The AtmoRep project asks if one can train one neural network that represents and describes all atmospheric dynamics. AtmoRep’s ambition is hence to demonstrate that the concept of large-scale representation learning, whose principle feasibility and potential was established by large language models such as GPT-3, is also applicable to scientific data and in particular to atmospheric dynamics. The project is enabled by the large amounts of atmospheric observations that have been made in the past as well as advances on neural network architectures and self-supervised learning that allow for effective training on petabytes of data. Eventually, we aim to train on all of the ERA5 reanalysis and, furthermore, fine tune on observational data such as satellite measurements to move beyond the limits of reanalyses.

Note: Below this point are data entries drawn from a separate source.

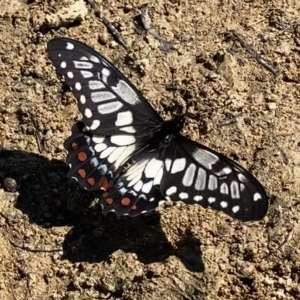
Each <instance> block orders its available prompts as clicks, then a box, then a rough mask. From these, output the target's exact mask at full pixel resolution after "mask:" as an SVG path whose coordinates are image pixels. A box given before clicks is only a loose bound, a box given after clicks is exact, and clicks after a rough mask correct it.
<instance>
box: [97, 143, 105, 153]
mask: <svg viewBox="0 0 300 300" xmlns="http://www.w3.org/2000/svg"><path fill="white" fill-rule="evenodd" d="M106 148H107V145H106V144H97V145H95V147H94V149H95V151H96V152H98V153H100V152H102V151H103V150H104V149H106Z"/></svg>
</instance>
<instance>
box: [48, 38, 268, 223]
mask: <svg viewBox="0 0 300 300" xmlns="http://www.w3.org/2000/svg"><path fill="white" fill-rule="evenodd" d="M48 52H49V56H50V59H51V61H52V62H53V64H54V66H55V67H56V69H57V72H58V73H59V74H60V75H63V77H64V80H65V82H66V83H67V84H68V85H69V86H70V88H71V89H72V91H73V93H74V95H75V97H76V98H77V101H78V107H79V110H80V112H81V114H82V121H80V122H77V123H76V124H75V125H74V126H73V129H72V134H71V136H70V137H69V138H68V139H67V140H66V142H65V148H66V150H67V151H68V155H67V162H68V163H69V164H70V172H69V176H71V177H73V178H75V179H76V180H77V181H78V182H79V184H80V185H81V186H82V187H84V188H86V189H87V190H98V189H99V190H102V191H103V192H104V193H103V195H101V197H100V201H101V204H102V206H103V212H104V213H106V212H110V211H114V212H115V213H116V214H117V215H120V216H121V215H129V216H137V215H139V214H141V213H146V212H149V211H152V210H154V209H155V208H156V207H157V206H158V205H159V204H160V203H162V202H164V201H165V200H166V199H171V200H174V201H176V200H179V201H183V202H184V203H189V204H200V205H202V206H204V207H208V206H210V207H212V208H214V209H216V210H219V211H223V212H225V213H226V214H228V215H230V216H231V217H233V218H237V219H240V220H243V221H248V220H258V219H261V218H263V217H264V216H265V214H266V212H267V208H268V199H267V195H266V193H265V191H264V189H263V187H262V185H261V184H260V183H259V182H258V181H257V180H256V179H255V178H254V177H253V176H252V175H251V174H250V173H249V172H248V171H246V170H245V169H244V168H242V167H241V166H239V165H238V164H237V163H235V162H233V161H232V160H230V159H228V158H226V157H225V156H223V155H222V154H220V153H217V152H215V151H213V150H211V149H209V148H207V147H205V146H203V145H201V144H199V143H196V142H194V141H192V140H190V139H188V138H186V137H184V136H182V135H180V131H181V129H182V127H183V118H175V119H174V120H172V121H163V120H162V119H161V117H160V116H159V115H158V114H157V113H156V111H155V110H154V109H153V108H152V107H151V105H150V104H149V103H148V102H147V101H146V99H145V98H144V97H143V96H142V94H141V93H140V92H139V91H138V90H137V89H136V88H135V87H134V86H133V85H132V84H131V83H130V82H129V81H128V79H127V78H126V77H125V76H124V75H123V74H122V73H121V72H120V71H119V70H118V69H117V68H116V67H114V66H113V65H112V64H111V63H110V62H109V61H107V60H106V59H105V58H104V57H103V56H101V55H100V54H99V53H97V52H96V51H95V50H93V49H92V48H90V47H88V46H87V45H85V44H83V43H81V42H78V41H75V40H72V39H68V38H58V39H54V40H52V41H50V42H49V43H48Z"/></svg>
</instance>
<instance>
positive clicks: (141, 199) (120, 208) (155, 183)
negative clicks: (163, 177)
mask: <svg viewBox="0 0 300 300" xmlns="http://www.w3.org/2000/svg"><path fill="white" fill-rule="evenodd" d="M161 154H162V152H161V151H159V150H157V151H151V152H150V151H143V152H141V153H138V154H136V155H134V156H133V161H134V164H132V165H131V166H130V167H129V168H128V169H127V170H126V172H125V173H123V174H122V175H121V176H120V177H119V178H118V180H117V181H116V182H115V186H114V188H113V189H111V190H110V191H109V192H108V193H106V194H104V195H103V196H102V197H101V198H100V202H101V203H102V205H103V212H104V213H106V212H109V211H114V212H115V213H116V215H118V216H122V215H129V216H132V217H134V216H137V215H139V214H141V213H147V212H150V211H152V210H154V209H155V208H156V207H157V206H158V205H159V204H160V203H161V202H164V197H163V196H162V194H161V192H160V183H161V180H162V176H163V161H162V160H161V159H160V156H161Z"/></svg>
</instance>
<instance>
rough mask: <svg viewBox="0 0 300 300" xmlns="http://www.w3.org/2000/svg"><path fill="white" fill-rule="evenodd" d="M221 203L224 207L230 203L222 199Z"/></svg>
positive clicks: (221, 206)
mask: <svg viewBox="0 0 300 300" xmlns="http://www.w3.org/2000/svg"><path fill="white" fill-rule="evenodd" d="M220 205H221V207H222V208H226V207H227V206H228V203H227V202H226V201H221V202H220Z"/></svg>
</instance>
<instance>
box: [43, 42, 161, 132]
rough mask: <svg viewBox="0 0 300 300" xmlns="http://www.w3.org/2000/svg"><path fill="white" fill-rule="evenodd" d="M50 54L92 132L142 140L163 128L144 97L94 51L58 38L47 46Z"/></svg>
mask: <svg viewBox="0 0 300 300" xmlns="http://www.w3.org/2000/svg"><path fill="white" fill-rule="evenodd" d="M48 52H49V57H50V59H51V61H52V62H53V64H54V66H55V67H56V70H57V72H58V73H59V74H60V75H63V77H64V79H65V82H66V83H67V85H69V86H70V88H71V89H72V91H73V93H74V95H75V97H76V98H77V101H78V107H79V110H80V112H81V114H82V117H83V119H82V121H83V122H84V124H85V125H86V126H88V127H89V128H90V129H91V131H92V132H96V133H97V134H98V135H111V134H124V133H126V134H134V135H136V136H140V135H145V134H146V133H147V132H146V129H147V130H149V128H151V127H154V128H153V130H154V131H155V128H158V127H159V126H160V125H161V123H162V119H161V117H160V116H159V115H158V114H157V113H156V112H155V110H154V109H153V108H152V107H151V105H150V104H149V103H148V102H147V101H146V100H145V99H144V97H143V96H142V94H141V93H140V92H139V91H138V90H137V89H136V88H135V87H134V86H133V85H132V84H131V83H130V82H129V81H128V80H127V79H126V77H125V76H124V75H123V74H122V73H121V72H120V71H119V70H118V69H117V68H115V67H114V66H113V65H112V64H111V63H110V62H109V61H107V60H106V59H105V58H104V57H103V56H101V55H100V54H99V53H97V52H96V51H95V50H93V49H92V48H90V47H88V46H87V45H85V44H83V43H81V42H78V41H75V40H72V39H66V38H58V39H53V40H51V41H50V42H49V43H48ZM148 133H149V131H148Z"/></svg>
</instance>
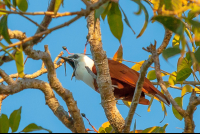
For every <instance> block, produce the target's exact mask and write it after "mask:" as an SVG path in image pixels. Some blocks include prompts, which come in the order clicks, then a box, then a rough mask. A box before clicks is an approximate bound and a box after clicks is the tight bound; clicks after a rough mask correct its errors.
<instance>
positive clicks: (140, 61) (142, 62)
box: [131, 60, 145, 71]
mask: <svg viewBox="0 0 200 134" xmlns="http://www.w3.org/2000/svg"><path fill="white" fill-rule="evenodd" d="M144 62H145V61H144V60H143V61H140V62H138V63H136V64H135V65H133V66H132V67H131V69H133V70H135V71H140V68H141V66H142V64H143V63H144Z"/></svg>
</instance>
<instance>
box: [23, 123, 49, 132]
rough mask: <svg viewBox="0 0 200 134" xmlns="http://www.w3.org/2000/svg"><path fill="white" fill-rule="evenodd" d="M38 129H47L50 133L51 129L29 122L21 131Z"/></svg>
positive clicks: (31, 131)
mask: <svg viewBox="0 0 200 134" xmlns="http://www.w3.org/2000/svg"><path fill="white" fill-rule="evenodd" d="M39 130H45V131H48V132H49V133H52V131H51V130H48V129H45V128H43V127H41V126H38V125H36V124H35V123H31V124H29V125H28V126H26V127H25V128H24V129H23V130H22V131H21V132H25V133H27V132H33V131H39Z"/></svg>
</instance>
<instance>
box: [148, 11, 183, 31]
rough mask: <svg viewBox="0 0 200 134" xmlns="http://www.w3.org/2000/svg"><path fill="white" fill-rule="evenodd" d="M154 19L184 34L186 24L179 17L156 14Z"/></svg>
mask: <svg viewBox="0 0 200 134" xmlns="http://www.w3.org/2000/svg"><path fill="white" fill-rule="evenodd" d="M152 20H156V21H158V22H160V23H161V24H163V25H164V26H165V27H166V28H167V29H169V30H171V31H173V32H174V33H176V34H178V35H183V33H184V30H185V24H184V23H183V22H182V21H181V20H180V19H178V18H176V17H172V16H160V15H158V16H154V17H153V18H152Z"/></svg>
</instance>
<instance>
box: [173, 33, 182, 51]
mask: <svg viewBox="0 0 200 134" xmlns="http://www.w3.org/2000/svg"><path fill="white" fill-rule="evenodd" d="M179 45H180V36H179V35H177V34H176V35H174V38H173V40H172V46H173V47H177V48H179Z"/></svg>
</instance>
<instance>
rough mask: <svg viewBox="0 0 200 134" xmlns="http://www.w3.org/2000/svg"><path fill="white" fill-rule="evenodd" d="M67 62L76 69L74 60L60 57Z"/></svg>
mask: <svg viewBox="0 0 200 134" xmlns="http://www.w3.org/2000/svg"><path fill="white" fill-rule="evenodd" d="M60 58H62V59H63V60H64V61H65V62H67V63H68V64H69V65H70V66H71V67H72V68H73V69H74V68H75V65H74V61H73V60H72V59H73V58H72V57H70V56H68V57H62V56H60Z"/></svg>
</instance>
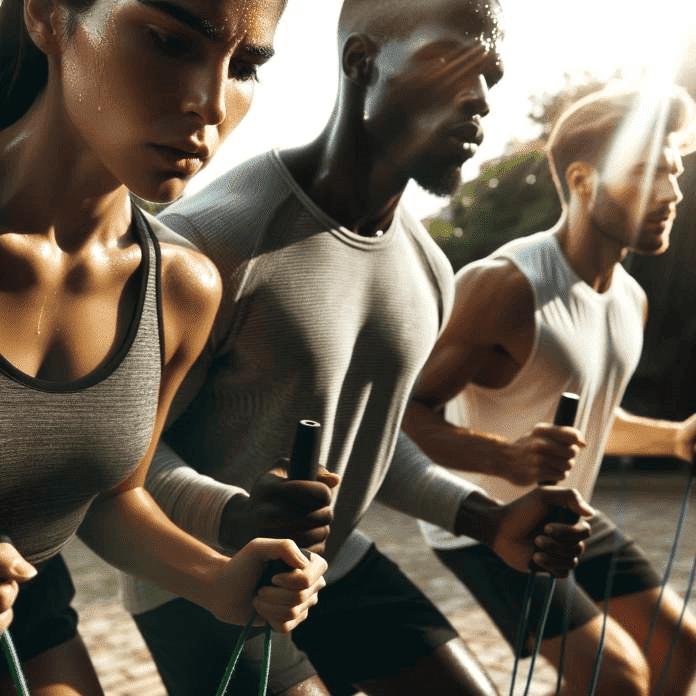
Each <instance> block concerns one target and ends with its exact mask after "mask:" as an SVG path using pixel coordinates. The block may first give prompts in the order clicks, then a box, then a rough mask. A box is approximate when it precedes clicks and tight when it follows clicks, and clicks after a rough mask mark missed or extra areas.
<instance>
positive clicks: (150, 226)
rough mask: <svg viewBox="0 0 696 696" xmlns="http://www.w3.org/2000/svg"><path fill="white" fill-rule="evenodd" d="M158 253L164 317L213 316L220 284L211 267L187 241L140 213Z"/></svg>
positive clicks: (149, 216)
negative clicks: (141, 215) (158, 250)
mask: <svg viewBox="0 0 696 696" xmlns="http://www.w3.org/2000/svg"><path fill="white" fill-rule="evenodd" d="M144 214H145V216H146V219H147V221H148V223H149V225H150V229H151V230H152V233H153V235H154V237H155V241H156V243H157V244H158V246H159V249H160V258H161V268H160V288H161V294H162V308H163V311H164V315H165V317H167V316H171V315H172V314H174V315H178V316H181V317H184V318H186V321H188V322H189V323H190V322H191V321H195V318H196V317H205V316H209V315H210V313H211V311H212V313H213V314H214V313H215V311H216V310H217V306H218V304H219V302H220V295H221V292H222V283H221V280H220V274H219V272H218V270H217V268H216V266H215V264H214V263H213V262H212V261H211V260H210V259H209V258H208V257H207V256H206V255H205V254H203V253H202V252H201V251H200V250H199V249H198V248H197V247H196V246H195V244H193V242H191V241H190V240H188V239H186V238H184V237H182V236H181V235H179V234H177V233H176V232H174V231H173V230H172V229H170V228H169V227H168V226H167V225H165V224H164V223H163V222H162V221H161V220H158V219H157V218H155V217H153V216H152V215H150V214H149V213H144Z"/></svg>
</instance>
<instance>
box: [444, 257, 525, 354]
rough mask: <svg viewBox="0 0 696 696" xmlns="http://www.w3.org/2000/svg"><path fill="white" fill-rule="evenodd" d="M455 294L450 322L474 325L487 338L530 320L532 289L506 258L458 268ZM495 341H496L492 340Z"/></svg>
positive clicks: (477, 263)
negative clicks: (485, 336) (455, 293)
mask: <svg viewBox="0 0 696 696" xmlns="http://www.w3.org/2000/svg"><path fill="white" fill-rule="evenodd" d="M455 280H456V294H455V301H454V308H453V312H452V319H451V320H450V322H455V323H458V324H462V325H464V326H471V327H476V332H477V333H478V334H479V335H481V336H489V337H490V338H491V340H493V339H494V338H496V337H499V335H500V333H501V331H502V332H503V333H506V332H507V331H508V330H511V329H513V328H519V324H520V322H523V321H527V320H529V321H533V312H534V292H533V290H532V287H531V285H530V283H529V281H528V280H527V277H526V276H525V275H524V274H523V273H522V272H521V271H520V270H519V268H517V266H515V265H514V264H513V263H512V262H511V261H509V260H507V259H490V258H486V259H482V260H480V261H474V262H473V263H470V264H468V265H466V266H464V268H462V269H461V270H460V271H459V272H458V273H457V276H456V279H455ZM494 342H498V341H494Z"/></svg>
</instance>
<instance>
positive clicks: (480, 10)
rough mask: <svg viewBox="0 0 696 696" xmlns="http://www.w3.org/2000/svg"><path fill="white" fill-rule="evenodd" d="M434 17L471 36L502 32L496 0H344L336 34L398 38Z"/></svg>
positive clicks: (499, 33)
mask: <svg viewBox="0 0 696 696" xmlns="http://www.w3.org/2000/svg"><path fill="white" fill-rule="evenodd" d="M434 19H437V21H438V22H443V23H447V24H449V25H450V26H455V27H457V28H459V29H462V28H463V29H465V30H466V32H467V33H469V34H472V35H478V34H492V35H493V36H494V37H495V38H497V39H498V40H499V39H500V38H501V35H502V27H501V25H500V5H499V3H498V0H344V3H343V9H342V10H341V16H340V19H339V35H340V36H341V37H342V38H345V37H346V36H348V35H350V34H353V33H358V34H365V35H367V36H369V37H370V38H371V39H372V40H374V41H376V42H377V43H384V42H387V41H392V40H397V41H398V40H401V39H405V38H407V37H409V36H410V35H411V34H413V33H414V32H415V31H416V30H417V29H418V28H419V27H421V26H423V25H427V24H429V23H432V21H433V20H434Z"/></svg>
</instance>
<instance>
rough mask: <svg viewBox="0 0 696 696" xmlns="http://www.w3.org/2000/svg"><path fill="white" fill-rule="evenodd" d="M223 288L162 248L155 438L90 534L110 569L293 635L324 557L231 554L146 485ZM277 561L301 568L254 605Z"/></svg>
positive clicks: (304, 614) (213, 317)
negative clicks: (263, 572) (188, 530)
mask: <svg viewBox="0 0 696 696" xmlns="http://www.w3.org/2000/svg"><path fill="white" fill-rule="evenodd" d="M220 292H221V290H220V279H219V276H218V274H217V271H216V269H215V267H214V265H213V264H212V262H211V261H209V260H208V259H207V258H206V257H204V256H203V255H202V254H199V253H198V252H195V251H192V250H190V249H182V248H180V247H176V246H174V245H168V244H167V245H163V246H162V305H163V316H164V337H165V345H164V368H163V371H162V379H161V386H160V400H159V406H158V411H157V418H156V422H155V426H154V430H153V433H152V438H151V441H150V445H149V448H148V451H147V453H146V455H145V456H144V457H143V460H142V461H141V462H140V464H139V466H138V468H137V469H136V471H135V472H134V473H133V475H132V476H131V477H130V478H129V479H128V480H127V481H125V482H124V483H122V484H121V485H120V486H118V487H117V488H116V489H114V490H112V491H110V492H109V493H107V494H104V495H102V496H100V497H99V498H98V499H97V500H96V501H95V502H94V503H93V505H92V506H91V507H90V510H89V512H88V514H87V516H86V518H85V521H84V523H83V524H82V526H81V528H80V537H81V538H82V539H83V540H84V541H85V543H87V544H88V545H89V546H90V547H91V548H92V549H93V550H94V551H95V552H96V553H98V554H99V555H100V556H102V557H103V558H104V559H105V560H106V561H108V562H109V563H111V564H113V565H115V566H117V567H119V568H120V569H122V570H124V571H126V572H130V573H133V574H135V575H140V576H142V577H145V578H147V579H148V580H151V581H153V582H155V583H156V584H158V585H160V586H162V587H164V588H166V589H168V590H170V591H172V592H175V593H177V594H179V595H180V596H183V597H186V598H187V599H190V600H191V601H193V602H196V603H197V604H200V605H201V606H204V607H205V608H206V609H208V610H210V611H211V612H213V614H215V615H216V616H217V617H218V618H219V619H221V620H224V621H227V622H231V623H243V622H244V621H246V619H247V618H248V616H249V614H250V612H251V609H252V604H253V606H254V607H255V608H256V610H257V611H258V612H259V614H260V615H261V616H262V617H263V618H264V619H266V620H268V621H269V622H270V623H271V625H272V626H273V627H274V628H275V629H276V630H280V631H288V630H291V629H292V628H293V627H294V626H295V625H296V624H297V623H299V622H300V621H301V620H302V619H303V618H304V617H305V616H306V612H307V610H308V608H309V607H310V606H311V605H312V604H314V603H315V602H316V593H317V591H318V590H319V589H320V588H321V587H323V584H324V581H323V578H322V577H321V574H322V573H323V572H324V570H325V568H326V563H325V562H324V561H323V559H321V558H320V557H319V556H316V555H313V556H312V557H311V559H310V560H309V561H308V560H307V559H306V558H305V557H304V556H303V555H302V553H301V552H300V550H299V548H298V547H297V546H296V545H295V544H294V543H292V542H290V541H287V540H263V539H260V540H255V541H253V542H251V543H250V544H248V545H247V546H246V547H244V548H243V549H242V550H240V552H239V553H238V554H236V555H235V556H234V557H233V558H229V557H227V556H224V555H222V554H219V553H217V552H216V551H214V550H213V549H211V548H210V547H208V546H206V545H205V544H203V543H202V542H199V541H198V540H196V539H194V538H193V537H191V536H190V535H188V534H186V533H185V532H183V531H182V530H181V529H179V528H178V527H176V525H174V523H172V522H171V521H170V520H169V519H168V518H167V516H166V515H165V514H164V513H163V512H162V510H161V509H160V508H159V507H158V506H157V505H156V503H155V502H154V501H153V500H152V498H151V497H150V495H149V494H148V493H147V492H146V491H145V490H144V489H143V484H144V481H145V477H146V475H147V470H148V467H149V464H150V461H151V459H152V456H153V454H154V451H155V448H156V446H157V442H158V440H159V437H160V434H161V432H162V428H163V426H164V422H165V419H166V414H167V410H168V408H169V405H170V404H171V402H172V399H173V397H174V394H175V393H176V390H177V389H178V387H179V385H180V384H181V382H182V380H183V377H184V375H185V374H186V371H187V370H188V369H189V368H190V366H191V365H192V364H193V362H194V360H195V359H196V357H197V355H198V354H199V352H200V351H201V350H202V348H203V346H204V344H205V341H206V339H207V336H208V333H209V331H210V328H211V326H212V322H213V319H214V317H215V313H216V311H217V307H218V303H219V300H220ZM277 558H281V559H282V560H284V561H285V562H286V563H288V565H290V566H291V567H293V568H296V569H300V570H295V571H293V572H292V573H284V574H280V575H277V576H275V579H274V585H275V586H274V587H267V588H264V589H263V590H261V591H260V592H259V594H258V596H256V598H255V599H254V596H255V595H256V589H255V588H256V585H257V583H258V580H259V578H260V576H261V573H262V571H263V568H264V565H265V562H266V561H267V560H271V559H277ZM252 600H253V602H252Z"/></svg>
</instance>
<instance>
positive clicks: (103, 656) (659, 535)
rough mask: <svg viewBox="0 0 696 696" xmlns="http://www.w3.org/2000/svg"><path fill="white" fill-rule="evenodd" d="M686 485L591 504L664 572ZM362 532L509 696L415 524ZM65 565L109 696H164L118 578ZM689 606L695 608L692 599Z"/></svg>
mask: <svg viewBox="0 0 696 696" xmlns="http://www.w3.org/2000/svg"><path fill="white" fill-rule="evenodd" d="M684 481H685V478H684V476H683V475H682V474H673V473H672V474H668V475H662V476H661V475H656V474H653V473H650V474H646V473H633V472H632V473H631V474H629V475H628V476H627V477H626V478H622V477H620V476H619V475H617V474H607V475H603V476H602V477H600V480H599V483H598V487H597V491H596V494H595V497H594V499H593V501H592V502H593V504H594V505H595V506H596V507H598V508H600V509H602V510H603V511H604V512H606V513H607V514H609V515H610V516H611V517H612V518H613V519H614V520H615V521H616V522H617V524H618V525H619V526H621V527H623V528H625V529H628V530H630V531H631V533H632V534H633V535H634V536H637V537H638V538H639V539H640V541H641V543H642V545H643V546H644V548H645V549H646V551H647V552H648V554H649V555H650V556H651V558H652V559H653V560H654V562H655V563H656V564H657V566H658V567H659V568H663V567H664V565H665V563H666V559H667V556H668V552H669V548H670V545H671V541H672V537H673V534H674V526H675V524H676V519H677V509H678V506H679V501H680V499H681V495H682V490H683V486H684ZM362 527H363V529H364V530H365V531H366V532H367V533H368V534H370V535H371V536H372V537H373V538H374V539H375V541H376V542H377V544H378V545H379V547H380V548H381V549H382V550H383V551H384V552H385V553H387V554H388V555H389V556H391V557H392V558H393V559H394V560H396V561H397V562H398V563H399V564H400V565H401V567H402V568H403V569H404V570H405V572H406V573H407V574H408V575H409V576H410V577H411V578H412V579H413V581H414V582H416V584H418V585H419V587H421V589H422V590H423V591H424V592H426V594H428V596H430V597H431V598H432V599H433V601H435V602H436V603H437V605H438V606H439V607H440V609H441V610H442V611H444V613H446V614H447V616H448V617H450V619H451V620H452V622H453V623H454V625H455V627H456V628H457V630H458V631H459V632H460V633H461V635H462V636H463V637H464V639H465V640H466V641H467V642H468V644H469V646H470V647H471V649H472V650H473V651H474V653H475V654H476V655H477V656H478V658H479V659H480V661H481V662H482V664H483V665H484V667H485V668H486V670H487V671H488V672H489V674H490V675H491V678H492V679H493V681H494V682H495V683H496V685H497V686H498V688H499V689H500V693H501V694H504V695H506V694H507V692H508V690H509V680H510V673H511V668H512V664H513V659H512V653H511V651H510V649H509V647H508V646H507V644H506V643H504V642H503V640H502V639H501V638H500V636H499V634H498V633H497V630H496V629H495V627H494V626H493V625H492V624H491V622H490V620H489V619H488V617H487V616H486V614H485V613H484V612H483V611H482V610H481V609H479V608H478V606H477V605H476V603H475V602H474V600H473V599H472V598H471V597H470V596H469V595H468V594H467V592H466V591H465V590H464V589H462V587H461V586H460V585H459V584H458V583H457V582H456V580H455V579H454V577H453V576H452V575H451V574H450V573H449V571H447V570H446V569H444V568H443V567H442V566H441V565H440V564H439V563H437V561H436V560H435V559H434V557H433V556H432V554H431V553H430V552H429V551H428V550H427V549H426V548H425V546H424V545H423V543H422V542H421V537H420V534H419V532H418V529H417V526H416V524H415V522H414V521H413V520H411V519H409V518H407V517H405V516H403V515H401V514H399V513H396V512H394V511H392V510H388V509H386V508H384V507H381V506H374V508H373V509H372V510H371V511H370V513H369V515H368V516H367V518H366V520H365V521H364V523H363V525H362ZM695 538H696V516H695V518H694V519H690V520H689V521H688V524H687V528H686V531H685V533H684V540H685V541H684V544H683V545H684V547H685V549H684V550H683V551H682V552H681V553H680V554H679V557H678V560H677V562H676V563H675V567H674V571H673V576H672V585H673V586H674V587H675V589H676V590H677V591H678V592H681V593H683V591H684V588H685V586H686V581H687V576H688V572H689V568H690V565H691V557H690V554H693V553H694V549H693V548H692V547H693V540H694V539H695ZM66 559H67V561H68V564H69V565H70V567H71V570H72V571H73V575H74V579H75V584H76V586H77V591H78V594H77V597H76V607H77V609H78V611H79V613H80V630H81V632H82V635H83V637H84V638H85V641H86V643H87V645H88V648H89V650H90V653H91V655H92V657H93V659H94V662H95V664H96V668H97V672H98V673H99V676H100V679H101V682H102V685H103V687H104V689H105V691H106V693H107V695H108V696H165V691H164V688H163V687H162V684H161V682H160V680H159V677H158V675H157V672H156V670H155V667H154V665H153V664H152V661H151V660H150V657H149V654H148V652H147V649H146V648H145V645H144V644H143V642H142V639H141V638H140V636H139V634H138V632H137V630H136V628H135V625H134V624H133V622H132V620H131V619H130V617H129V616H128V615H127V614H126V613H125V612H124V611H123V610H122V609H121V607H120V605H119V603H118V600H117V598H116V592H117V583H116V578H115V574H114V571H113V570H112V569H110V568H109V567H108V566H106V565H105V564H103V563H102V562H101V561H100V560H99V559H97V558H96V557H94V555H93V554H91V552H90V551H89V550H87V549H86V548H85V547H84V546H82V545H81V544H80V543H79V542H74V543H72V544H71V545H70V547H69V549H68V551H67V553H66ZM690 605H691V608H692V609H696V603H695V602H694V600H692V601H691V603H690ZM528 662H529V661H528V660H526V661H523V662H522V665H521V667H520V676H519V677H518V693H522V686H523V684H524V679H525V678H526V671H527V665H528ZM554 684H555V672H554V670H553V669H552V668H551V667H550V666H549V665H548V664H544V662H543V659H541V658H540V663H539V664H538V665H537V668H536V669H535V671H534V682H533V685H532V689H531V691H530V694H531V695H532V696H542V695H543V694H548V693H549V691H551V690H552V687H553V685H554ZM211 696H212V695H211ZM693 696H696V690H694V694H693Z"/></svg>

We will provide an overview of the theoretical formulation of AtmoRep, of our transformer-based network architecture, and of the training protocol for self-supervised learning that allows for unlabelled data such as reanalyses, simulation outputs and observations to be used for training and re-fining the network. We will also present the performance of AtmoRep for applications such as downscaling and forecasting and, furthermore, demonstrate that AtmoRep has substantial zero-short skill, i.e., it is capable to perform well on tasks it was not trained for. Although not specifically designed for air quality forecasting and analysis, we will also explain why AtmoRep provides a powerful basis for it and how a pre-trained AtmoRep network can be adapted for the task with limited computational costs.